Jul 10, 2009 01:06
i find sleep difficult. it always has been. even as a kid i was rubish at sleep. i envy those of you who can leave their heads down and within minutes be fast asleep, only to wake up feeling refreshed and ready to get out of bed.
unless i'm completely exhausted due to illness or drunkedness, I have to fall gradually to sleep. I think thoughts, because they are there in my head, and eventually the thoughts become less real and more absurd and finally drift away. of course, during this process if i'm startled or distracted, i have to start all over again. and my body starts to ache from the warmth of the bed and the solitary position i am confined to, so it becomes more and more difficult to drift off.

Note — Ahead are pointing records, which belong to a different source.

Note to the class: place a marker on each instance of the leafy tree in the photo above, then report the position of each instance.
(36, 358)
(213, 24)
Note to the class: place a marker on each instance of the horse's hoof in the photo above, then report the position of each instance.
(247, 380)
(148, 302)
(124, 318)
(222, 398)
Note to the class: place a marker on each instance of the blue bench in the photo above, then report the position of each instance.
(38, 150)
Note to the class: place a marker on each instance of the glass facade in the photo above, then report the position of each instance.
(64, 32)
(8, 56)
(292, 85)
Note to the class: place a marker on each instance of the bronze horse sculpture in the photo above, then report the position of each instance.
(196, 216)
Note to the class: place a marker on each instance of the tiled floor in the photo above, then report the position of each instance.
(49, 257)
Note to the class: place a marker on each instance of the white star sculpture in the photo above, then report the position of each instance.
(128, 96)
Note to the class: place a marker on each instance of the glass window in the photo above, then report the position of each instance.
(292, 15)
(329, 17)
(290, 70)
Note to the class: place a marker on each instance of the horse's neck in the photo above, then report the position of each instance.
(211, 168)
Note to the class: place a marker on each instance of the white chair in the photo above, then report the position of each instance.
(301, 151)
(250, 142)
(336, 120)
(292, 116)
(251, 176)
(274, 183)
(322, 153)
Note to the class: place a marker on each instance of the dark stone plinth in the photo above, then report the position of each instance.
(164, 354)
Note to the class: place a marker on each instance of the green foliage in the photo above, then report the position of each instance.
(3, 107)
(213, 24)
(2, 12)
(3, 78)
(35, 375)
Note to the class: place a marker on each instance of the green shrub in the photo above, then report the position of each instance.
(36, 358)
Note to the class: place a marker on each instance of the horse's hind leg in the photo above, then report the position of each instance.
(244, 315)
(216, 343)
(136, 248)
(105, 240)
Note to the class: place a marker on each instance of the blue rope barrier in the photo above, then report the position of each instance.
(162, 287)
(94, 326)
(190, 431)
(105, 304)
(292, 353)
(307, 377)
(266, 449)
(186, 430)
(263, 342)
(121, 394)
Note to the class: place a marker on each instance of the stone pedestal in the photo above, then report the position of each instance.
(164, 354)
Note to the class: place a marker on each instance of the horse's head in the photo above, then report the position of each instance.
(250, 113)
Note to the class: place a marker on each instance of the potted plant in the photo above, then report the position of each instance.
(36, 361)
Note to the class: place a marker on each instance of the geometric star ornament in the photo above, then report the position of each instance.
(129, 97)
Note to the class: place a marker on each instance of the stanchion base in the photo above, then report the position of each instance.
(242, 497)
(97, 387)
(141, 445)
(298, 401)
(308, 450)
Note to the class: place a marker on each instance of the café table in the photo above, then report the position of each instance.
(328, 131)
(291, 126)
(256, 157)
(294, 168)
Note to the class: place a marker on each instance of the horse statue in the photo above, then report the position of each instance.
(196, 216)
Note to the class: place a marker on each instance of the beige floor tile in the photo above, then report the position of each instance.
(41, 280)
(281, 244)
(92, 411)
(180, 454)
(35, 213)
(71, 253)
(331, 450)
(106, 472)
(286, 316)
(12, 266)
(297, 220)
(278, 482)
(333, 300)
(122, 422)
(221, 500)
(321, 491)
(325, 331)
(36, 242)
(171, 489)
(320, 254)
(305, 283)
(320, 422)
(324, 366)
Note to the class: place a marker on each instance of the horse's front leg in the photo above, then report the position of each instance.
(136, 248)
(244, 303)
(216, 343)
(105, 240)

eric's been snoring lately. on and off he always has, but it never seemed so loud before. and i could always make the noise fade by pinching his nose so he has to breathe through his mouth. now he snores louder when breathing through his mouth. i know it's not something he can control, but it's really annoying. and when i nudge him to get him to wake up enough to stop, he gets annoyed. and i'm annoyed that he's snoring in the first place, but i don't know what to do.
i have to be up at 7:30 every morning and work sometimes three jobs (like i do tomorrow) where i'll be working from 8:30am to 11pm only pausing to travel from one location to the other. and it just sucks, because it's 1am, and i should be sleeping because whether or not i'm sleeping right now, my alarm is still going off at 7:30. i went to bed over an hour ago.
i spent all last night sleeping on the couch. it doesn't matter anymore tonight. i'm not tired at all. i'm exhausted physically, but so stressed mentally about the lack of sleep, that i couldn't sleep anyway. i'm going to be one grumpy muffin by the time i get off at 11pm tomorrow. (today.)